Error installing sagemaker in airflow 1.10 image

I switched my Dockerfile over to the new 1.10.1 image and added sagemaker to requirements.txt, and am seeing the following error:

Step 1/1 : FROM astronomerinc/ap-airflow:0.7.5-1.10.1-onbuild
# Executing 5 build triggers
 ---> Using cache
 ---> Using cache
 ---> Running in 3efe59795a4a
azure-mgmt-nspkg 3.0.2 has requirement azure-nspkg>=3.0.0, but you'll have azure-nspkg 2.0.0 which is incompatible.
docker-compose 1.24.1 has requirement requests!=2.11.0,!=2.12.2,!=2.18.0,<2.21,>=2.6.1, but you'll have requests 2.21.0 which is incompatible.
sagemaker 1.42.6 has requirement boto3>=1.9.213, but you'll have boto3 1.7.84 which is incompatible.
sagemaker 1.42.6 has requirement requests<2.21,>=2.20.0, but you'll have requests 2.21.0 which is incompatible.
Command "/usr/bin/python3.6 -u -c "import setuptools, tokenize;__file__='/tmp/pip-install-xktbq8me/scipy/setup.py';f=getattr(tokenize, 'open', open)(__file__);code=f.read().replace('\r\n', '\n');f.close();exec(compile(code, __file__, 'exec'))" install --record /tmp/pip-record-kk58febo/install-record.txt --single-version-externally-managed --compile" failed with error code 1 in /tmp/pip-install-xktbq8me/scipy/
You are using pip version 18.1, however version 19.2.3 is available.
You should consider upgrading via the 'pip install --upgrade pip' command.
The command '/bin/sh -c pip install --no-cache-dir -q -r requirements.txt' returned a non-zero code: 1
Error: command 'docker build -t airflow/airflow:latest failed: failed to execute cmd: exit status 1

It’s possible this might be related to a boto3 issue? https://forums.aws.amazon.com/message.jspa?messageID=867403

Looks like it uses scipy that takes FOREVER to install. but please try adding these to your packages.txt file. took over 20 mins on my machine.

gfortran
gcc
python3-dev
lapack-dev

Thanks Andrew.

Yay for over-bloated packages. Ultimately I’m just trying to use the SagemakerOperator in Airflow, so I’m not sure if it actually depends on that sagemaker package. I saw them being used in conjunction in a tutorial, but it’s possible that’s not actually necessary.
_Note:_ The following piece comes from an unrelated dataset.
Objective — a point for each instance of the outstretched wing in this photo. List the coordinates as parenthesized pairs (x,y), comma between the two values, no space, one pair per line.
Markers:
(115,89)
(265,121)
Looks like the operator does an import sagemaker, so i think you’ll need that library installed. :frowning:

Yeah, I was hoping that the sagemaker sdk was just being used to generate the config dicts that are passed to the SagemakerOperators, but alas.

Did you happen to get any dependency version clashes? I received the following warnings during image build:

azure-mgmt-nspkg 3.0.2 has requirement azure-nspkg>=3.0.0, but you'll have azure-nspkg 2.0.0 which is incompatible.
docker-compose 1.24.1 has requirement requests!=2.11.0,!=2.12.2,!=2.18.0,<2.21,>=2.6.1, but you'll have requests 2.21.0 which is incompatible.
sagemaker 1.42.8 has requirement boto3>=1.9.213, but you'll have boto3 1.7.84 which is incompatible.
sagemaker 1.42.8 has requirement requests<2.21,>=2.20.0, but you'll have requests 2.21.0 which is incompatible.

Followed by this from a DAG importing the package.

Broken DAG: [/usr/local/airflow/dags/sagemaker-example.py] (requests 2.21.0 (/usr/lib/python3.6/site-packages), Requirement.parse('requests<2.21,>=2.20.0'), {'sagemaker'})

Also, considering the massive build time when including this dependency, might it make sense to install scipy + sagemaker in the Dockerfile so as to benefit from image cacheing in subsequent builds?

Alright, I got this working well by including the following in the Dockerfile:

RUN apk add python3-dev gfortran gcc lapack-dev build-base py3-scipy
RUN pip install sagemaker